向こう側から発せられた声は聴きなれた女の子のものだった。そう、先ほど噂した――。

「ルネ?!」
ユメは顔を真っ赤にさせ、慌てるようにドアを開けた。勿論、そこに立っているのはルネだ。ルネはあぁーやっぱり、あんた達だったのねー。なんて言いながらユメをじろりと見る。僕に言わせれば“やっぱり”はこっちのセリフなんだけど。

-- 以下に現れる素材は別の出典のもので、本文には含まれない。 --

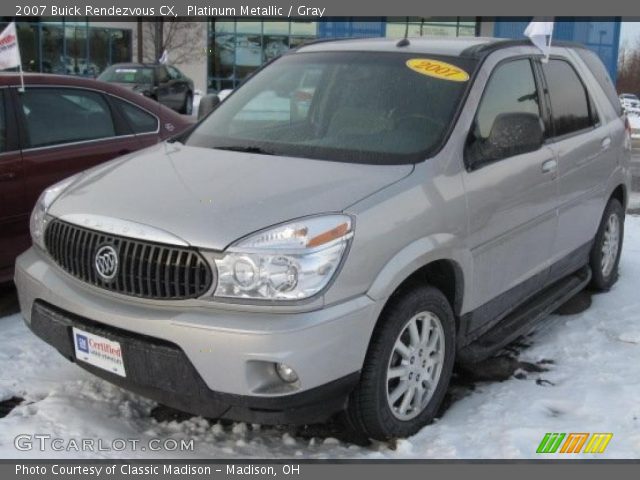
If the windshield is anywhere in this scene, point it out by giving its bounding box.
[98,67,153,84]
[186,52,475,164]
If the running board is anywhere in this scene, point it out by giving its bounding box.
[457,266,591,365]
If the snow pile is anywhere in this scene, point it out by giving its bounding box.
[0,216,640,458]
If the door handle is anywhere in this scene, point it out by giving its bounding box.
[542,159,558,173]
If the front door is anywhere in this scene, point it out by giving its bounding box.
[463,58,557,331]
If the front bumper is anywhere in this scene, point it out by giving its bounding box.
[15,248,381,423]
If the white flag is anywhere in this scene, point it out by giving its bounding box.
[524,22,553,61]
[0,22,21,70]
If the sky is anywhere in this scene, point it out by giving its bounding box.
[620,22,640,45]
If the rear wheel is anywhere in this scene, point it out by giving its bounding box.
[589,198,624,291]
[347,286,455,440]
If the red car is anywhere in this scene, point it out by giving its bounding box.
[0,73,194,283]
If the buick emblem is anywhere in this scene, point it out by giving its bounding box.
[93,245,118,282]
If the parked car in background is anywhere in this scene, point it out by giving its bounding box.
[0,73,193,282]
[98,63,194,115]
[620,93,640,114]
[15,38,631,439]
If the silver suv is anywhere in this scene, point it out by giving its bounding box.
[15,38,630,439]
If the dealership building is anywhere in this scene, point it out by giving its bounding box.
[0,17,621,92]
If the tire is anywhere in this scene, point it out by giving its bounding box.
[346,286,455,440]
[589,198,624,292]
[180,93,193,115]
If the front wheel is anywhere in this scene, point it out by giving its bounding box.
[589,198,624,291]
[347,286,455,440]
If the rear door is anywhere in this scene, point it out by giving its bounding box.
[0,88,29,282]
[542,57,617,273]
[109,96,160,147]
[14,86,140,214]
[463,57,557,331]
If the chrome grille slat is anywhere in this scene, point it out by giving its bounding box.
[45,220,214,300]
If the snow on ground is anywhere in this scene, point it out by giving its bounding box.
[0,216,640,459]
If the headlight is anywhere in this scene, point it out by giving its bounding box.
[215,215,353,300]
[29,175,78,248]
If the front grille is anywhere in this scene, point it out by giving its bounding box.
[44,220,213,300]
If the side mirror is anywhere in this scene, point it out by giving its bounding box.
[468,112,544,165]
[198,93,220,120]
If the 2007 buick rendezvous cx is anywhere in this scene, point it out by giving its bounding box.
[15,38,630,438]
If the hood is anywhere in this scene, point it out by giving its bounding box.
[49,143,413,250]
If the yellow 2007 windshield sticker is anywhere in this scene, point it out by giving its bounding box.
[407,58,469,82]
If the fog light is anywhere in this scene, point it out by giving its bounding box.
[276,363,298,383]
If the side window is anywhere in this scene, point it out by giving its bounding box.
[0,91,7,153]
[465,59,542,163]
[114,98,158,134]
[542,60,598,137]
[20,88,115,147]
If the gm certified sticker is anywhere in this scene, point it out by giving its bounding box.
[407,58,469,82]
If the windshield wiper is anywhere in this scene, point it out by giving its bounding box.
[213,145,275,155]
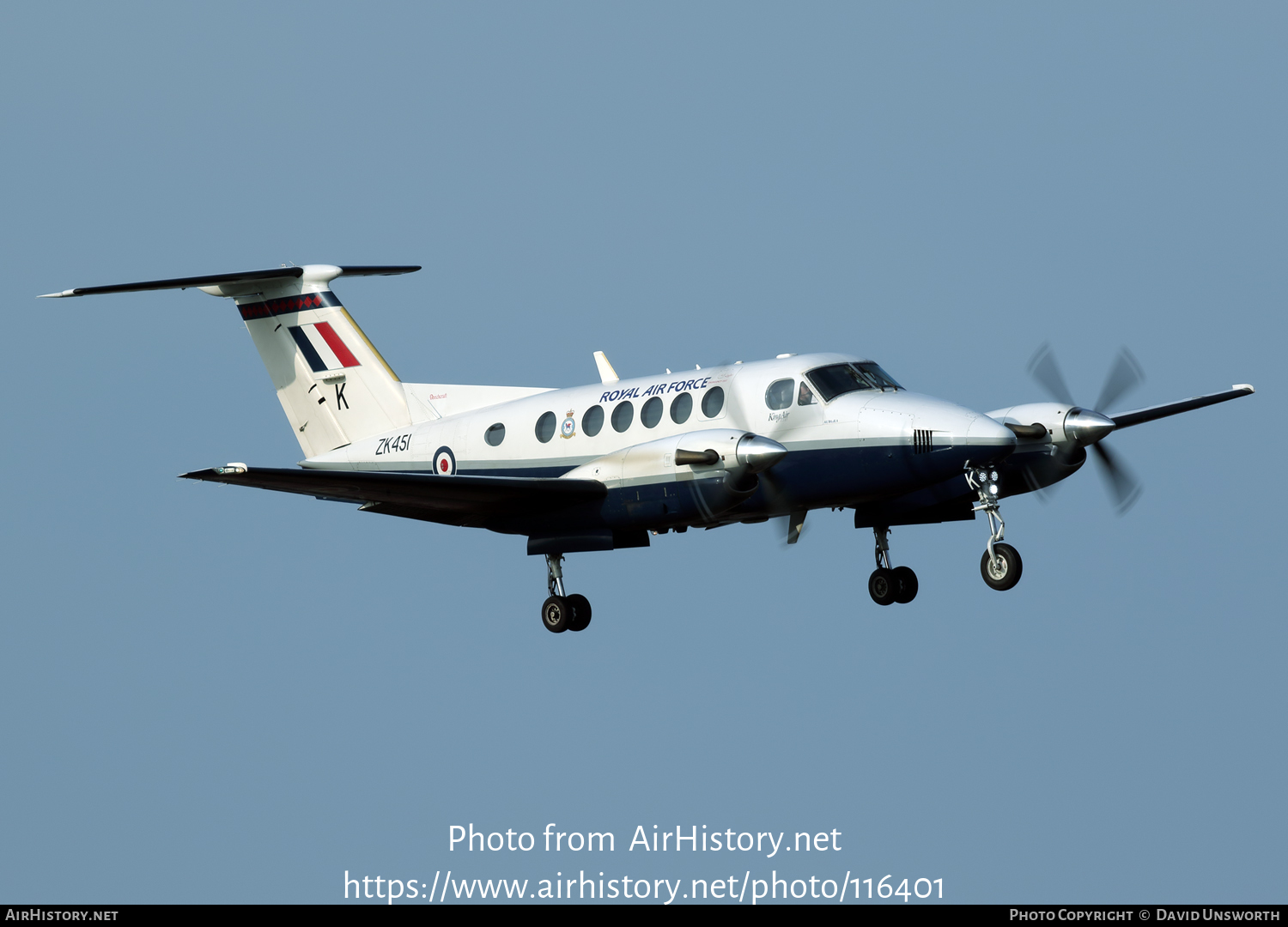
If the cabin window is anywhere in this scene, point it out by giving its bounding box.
[765,380,796,409]
[671,393,693,425]
[641,397,662,427]
[702,386,724,419]
[538,412,556,445]
[613,402,635,432]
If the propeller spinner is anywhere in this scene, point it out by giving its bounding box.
[1030,344,1145,515]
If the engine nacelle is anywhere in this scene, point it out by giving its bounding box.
[564,429,787,527]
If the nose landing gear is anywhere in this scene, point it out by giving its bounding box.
[966,466,1024,592]
[541,554,590,633]
[868,527,917,605]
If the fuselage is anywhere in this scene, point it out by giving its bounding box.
[304,354,1017,530]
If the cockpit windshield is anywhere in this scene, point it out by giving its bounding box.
[806,360,903,402]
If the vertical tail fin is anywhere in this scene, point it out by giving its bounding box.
[46,264,420,457]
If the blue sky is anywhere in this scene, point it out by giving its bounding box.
[0,4,1288,903]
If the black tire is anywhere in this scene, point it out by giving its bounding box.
[541,597,572,633]
[890,566,917,605]
[979,543,1024,592]
[868,566,899,605]
[568,592,590,631]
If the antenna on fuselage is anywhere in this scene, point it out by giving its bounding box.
[595,352,621,383]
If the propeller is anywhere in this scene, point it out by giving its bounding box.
[1030,344,1145,515]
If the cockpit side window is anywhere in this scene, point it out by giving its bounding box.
[765,379,796,409]
[809,365,875,402]
[854,360,903,391]
[806,362,902,402]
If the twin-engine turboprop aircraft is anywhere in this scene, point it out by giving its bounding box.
[46,264,1254,633]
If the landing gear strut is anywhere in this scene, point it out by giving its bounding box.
[868,525,917,605]
[541,554,590,633]
[966,466,1024,592]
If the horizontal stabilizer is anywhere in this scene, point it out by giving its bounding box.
[40,264,420,299]
[1109,384,1256,429]
[182,464,608,525]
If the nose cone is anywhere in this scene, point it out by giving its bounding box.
[737,435,787,473]
[1064,407,1118,447]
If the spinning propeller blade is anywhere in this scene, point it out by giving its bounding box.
[1091,445,1140,515]
[1030,342,1145,515]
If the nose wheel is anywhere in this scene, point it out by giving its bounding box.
[966,466,1024,592]
[541,554,590,633]
[868,527,917,605]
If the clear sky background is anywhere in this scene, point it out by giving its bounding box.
[0,3,1288,903]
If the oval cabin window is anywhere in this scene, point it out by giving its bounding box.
[702,386,724,419]
[538,412,556,445]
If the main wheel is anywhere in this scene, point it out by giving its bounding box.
[979,543,1024,592]
[568,592,590,631]
[541,597,572,633]
[890,566,917,605]
[868,566,899,605]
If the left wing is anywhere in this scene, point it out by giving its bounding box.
[1109,384,1256,432]
[182,465,608,528]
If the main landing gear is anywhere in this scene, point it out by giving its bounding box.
[541,554,590,633]
[966,468,1024,592]
[868,527,917,605]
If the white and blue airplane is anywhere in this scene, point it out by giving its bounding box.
[46,264,1254,633]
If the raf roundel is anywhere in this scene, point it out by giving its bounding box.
[434,445,456,476]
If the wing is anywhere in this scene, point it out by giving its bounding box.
[1109,384,1256,432]
[182,466,608,528]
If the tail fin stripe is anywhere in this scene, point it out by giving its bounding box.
[286,326,327,373]
[237,290,340,319]
[313,322,361,367]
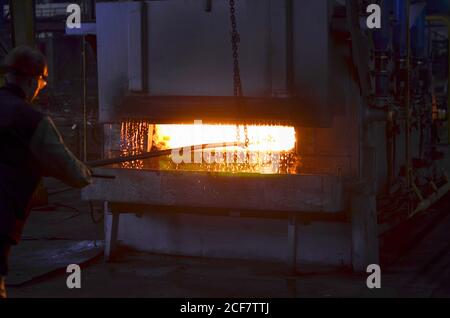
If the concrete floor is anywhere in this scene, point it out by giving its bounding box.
[8,181,450,298]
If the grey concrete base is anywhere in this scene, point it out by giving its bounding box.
[113,212,352,266]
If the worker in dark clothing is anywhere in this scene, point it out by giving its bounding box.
[0,47,91,298]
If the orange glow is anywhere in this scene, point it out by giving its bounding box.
[153,124,295,152]
[121,121,299,173]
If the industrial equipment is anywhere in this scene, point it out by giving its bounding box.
[83,0,450,271]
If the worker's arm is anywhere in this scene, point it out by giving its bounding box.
[30,116,91,188]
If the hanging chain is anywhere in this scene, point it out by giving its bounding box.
[230,0,249,153]
[230,0,242,97]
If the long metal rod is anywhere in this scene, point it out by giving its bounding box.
[86,142,245,168]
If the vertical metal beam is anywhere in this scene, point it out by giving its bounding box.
[427,16,450,144]
[405,0,412,188]
[81,34,88,162]
[287,214,297,274]
[103,201,119,262]
[350,184,379,272]
[9,0,35,47]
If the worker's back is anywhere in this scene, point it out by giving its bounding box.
[0,85,44,241]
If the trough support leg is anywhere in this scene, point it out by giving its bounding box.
[287,214,297,274]
[351,189,379,272]
[104,202,119,262]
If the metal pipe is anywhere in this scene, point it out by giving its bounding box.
[427,16,450,144]
[81,35,87,161]
[405,0,411,188]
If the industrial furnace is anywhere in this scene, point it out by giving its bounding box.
[83,0,449,270]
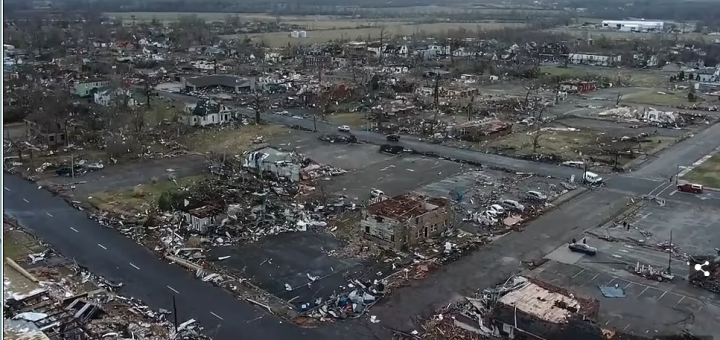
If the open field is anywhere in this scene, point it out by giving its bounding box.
[223,22,524,47]
[683,154,720,188]
[540,65,669,87]
[186,124,292,155]
[327,112,368,127]
[621,91,688,106]
[88,175,205,212]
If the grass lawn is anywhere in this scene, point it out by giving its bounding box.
[620,91,689,106]
[88,175,205,213]
[326,112,367,127]
[540,65,669,87]
[490,130,597,159]
[2,228,43,261]
[185,124,292,155]
[683,154,720,188]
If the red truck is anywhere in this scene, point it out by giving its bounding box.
[678,183,703,194]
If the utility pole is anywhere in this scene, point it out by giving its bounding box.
[173,294,178,333]
[668,229,672,275]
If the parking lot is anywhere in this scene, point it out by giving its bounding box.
[589,201,720,275]
[533,260,720,337]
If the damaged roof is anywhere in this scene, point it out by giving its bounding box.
[499,278,593,324]
[184,74,251,87]
[367,194,447,222]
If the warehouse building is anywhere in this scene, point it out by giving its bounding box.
[602,20,665,32]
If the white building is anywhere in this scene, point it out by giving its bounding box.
[602,20,665,32]
[290,31,307,39]
[568,53,622,66]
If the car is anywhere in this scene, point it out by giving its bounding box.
[525,190,547,202]
[488,204,505,216]
[583,171,603,185]
[370,189,385,198]
[475,210,498,225]
[677,182,705,194]
[568,243,597,256]
[499,200,525,212]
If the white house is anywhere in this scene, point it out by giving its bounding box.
[568,53,622,66]
[178,100,234,126]
[602,20,665,32]
[290,30,307,39]
[93,89,140,107]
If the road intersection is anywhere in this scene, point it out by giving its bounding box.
[8,95,720,340]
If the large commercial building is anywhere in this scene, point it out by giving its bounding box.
[602,20,665,32]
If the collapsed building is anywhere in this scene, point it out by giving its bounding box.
[360,194,450,249]
[453,276,624,340]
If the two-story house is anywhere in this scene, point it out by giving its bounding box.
[73,79,110,98]
[360,194,450,249]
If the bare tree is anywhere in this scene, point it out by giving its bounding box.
[380,26,385,66]
[533,105,548,154]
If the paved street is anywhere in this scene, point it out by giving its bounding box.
[3,174,348,340]
[3,94,720,340]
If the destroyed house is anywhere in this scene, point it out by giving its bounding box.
[182,205,220,233]
[243,147,302,182]
[360,194,449,249]
[490,278,600,339]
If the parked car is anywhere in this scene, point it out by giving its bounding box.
[500,200,525,212]
[370,189,385,198]
[568,242,597,256]
[55,165,87,177]
[583,171,603,185]
[525,190,547,202]
[488,204,505,216]
[678,183,705,194]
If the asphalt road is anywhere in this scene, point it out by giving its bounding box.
[3,173,324,340]
[161,92,720,206]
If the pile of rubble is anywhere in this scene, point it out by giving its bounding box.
[3,232,209,340]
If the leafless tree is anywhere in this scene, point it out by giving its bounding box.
[533,105,548,154]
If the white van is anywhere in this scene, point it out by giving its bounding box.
[583,171,602,184]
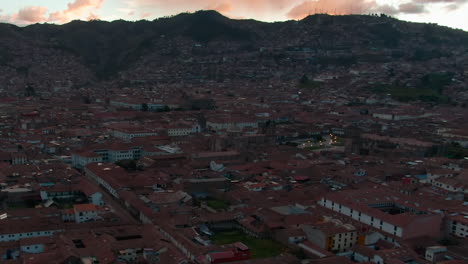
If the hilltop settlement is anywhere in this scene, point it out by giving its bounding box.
[0,11,468,264]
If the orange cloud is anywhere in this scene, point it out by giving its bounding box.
[287,0,377,19]
[127,0,301,19]
[48,0,104,23]
[13,6,47,23]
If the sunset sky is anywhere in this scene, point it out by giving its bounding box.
[0,0,468,31]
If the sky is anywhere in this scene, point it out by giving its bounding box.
[0,0,468,31]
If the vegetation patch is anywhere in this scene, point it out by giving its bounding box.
[370,73,453,103]
[211,230,286,259]
[204,197,231,210]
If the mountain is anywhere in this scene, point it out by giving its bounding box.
[0,11,468,101]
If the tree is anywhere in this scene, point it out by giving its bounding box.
[299,74,310,84]
[115,160,137,171]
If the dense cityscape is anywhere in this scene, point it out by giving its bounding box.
[0,11,468,264]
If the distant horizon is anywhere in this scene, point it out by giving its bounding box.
[0,10,468,33]
[0,0,468,31]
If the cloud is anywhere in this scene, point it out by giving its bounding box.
[206,2,233,14]
[14,6,47,23]
[48,0,104,23]
[125,0,301,20]
[287,0,378,19]
[86,12,100,21]
[398,3,426,14]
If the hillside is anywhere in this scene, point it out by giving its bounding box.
[0,11,468,102]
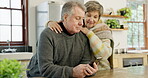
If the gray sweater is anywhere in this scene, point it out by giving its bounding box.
[27,24,93,78]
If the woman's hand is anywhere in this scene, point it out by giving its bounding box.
[48,21,63,33]
[81,27,89,34]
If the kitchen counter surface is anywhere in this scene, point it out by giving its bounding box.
[89,66,148,78]
[0,52,33,60]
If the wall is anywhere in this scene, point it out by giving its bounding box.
[28,0,126,52]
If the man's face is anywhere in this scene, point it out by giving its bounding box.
[64,7,85,34]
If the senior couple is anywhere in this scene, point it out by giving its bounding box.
[27,1,113,78]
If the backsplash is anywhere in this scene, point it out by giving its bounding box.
[0,46,32,53]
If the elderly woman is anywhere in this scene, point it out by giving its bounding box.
[48,1,114,70]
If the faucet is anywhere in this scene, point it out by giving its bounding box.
[1,40,17,53]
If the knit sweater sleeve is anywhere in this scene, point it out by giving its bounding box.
[86,31,112,59]
[37,28,72,78]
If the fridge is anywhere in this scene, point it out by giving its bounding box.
[36,1,63,41]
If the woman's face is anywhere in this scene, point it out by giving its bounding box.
[85,11,99,28]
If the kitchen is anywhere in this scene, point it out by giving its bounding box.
[1,0,147,77]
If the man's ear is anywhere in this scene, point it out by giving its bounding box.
[63,14,68,21]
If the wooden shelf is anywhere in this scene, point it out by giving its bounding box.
[102,15,127,18]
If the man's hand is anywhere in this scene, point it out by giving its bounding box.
[84,62,98,76]
[81,27,89,34]
[73,64,87,78]
[73,62,98,78]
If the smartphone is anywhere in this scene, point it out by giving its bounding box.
[89,57,102,67]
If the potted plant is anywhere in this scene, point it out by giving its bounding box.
[105,19,120,28]
[0,59,25,78]
[117,7,132,18]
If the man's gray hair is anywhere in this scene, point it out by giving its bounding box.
[61,1,85,20]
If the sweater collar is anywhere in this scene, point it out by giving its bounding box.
[59,22,74,36]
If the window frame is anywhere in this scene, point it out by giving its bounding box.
[0,0,28,46]
[127,4,148,50]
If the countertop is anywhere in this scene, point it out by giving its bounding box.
[89,66,148,78]
[0,52,33,60]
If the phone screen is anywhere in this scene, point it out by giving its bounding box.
[89,57,102,67]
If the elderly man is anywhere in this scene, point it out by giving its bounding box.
[27,1,98,78]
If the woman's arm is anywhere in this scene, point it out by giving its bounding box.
[46,21,63,33]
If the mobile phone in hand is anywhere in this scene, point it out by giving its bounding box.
[89,57,102,67]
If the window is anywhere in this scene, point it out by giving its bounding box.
[127,0,146,49]
[0,0,28,45]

「ずいぶん疲れてんのね。仕事おわったとこ?オツカレサマ」
「うぇ?!そ、そんなにわかる?ありがとう…」
「ルネも仕事終わりなの?」
「ううん、あたしはここで待ち合わせしてんの。日にち間違えちゃってしばらくここにいるけど」

クロックスもひどい顔ねー、なんていいながら部屋に入るルネは心なしか楽しそうだ。そのままルネは手前にある椅子に座った。しばらくここに居たという事は、話し相手がいなくてつまらなかったのだろう。今のルネは、おもちゃを見つけた子供と同じだ。しかし

「せっかく話し相手が見つかったと思ったのに。」

僕たちの顔をゆっくりみて把握したらしい、この状況では楽しめないと。
女の子にそれを感じさせてしまうのは男として情けないけど、そんなことは言ってられない。今は勘弁してほしかった。
続けてルネが僕に聞く。

「ねぇ、明日には行っちゃうの?」
「うーん、まあ次の依頼が入ってないからこの街で探そうとは思ってるよ」
「じゃあ明日でいいわ!」

飛ぶように立ち上がるとルネはばいば〜いと手を振って僕らの部屋を後にした。
本当に嵐のように現れて去っていくな…。
後ろの方で顔を赤らめいる友人に目を向けると、口元が緩んでいた。重症だねこれ、それはそれで微笑ましいけど。

「良かったねユメ」
「からかわないでよクロ…」

ユメはそう呟いて僕お風呂入ってくる、と備え付きのシャワールームへ姿を消していった。
一人になった僕はそのまま目を閉じる。空気を肺に押し込めば眠気がぐわっと押し寄せたのでそのまま身をまかせようと思う。シャワーは朝にでも浴びればいいや。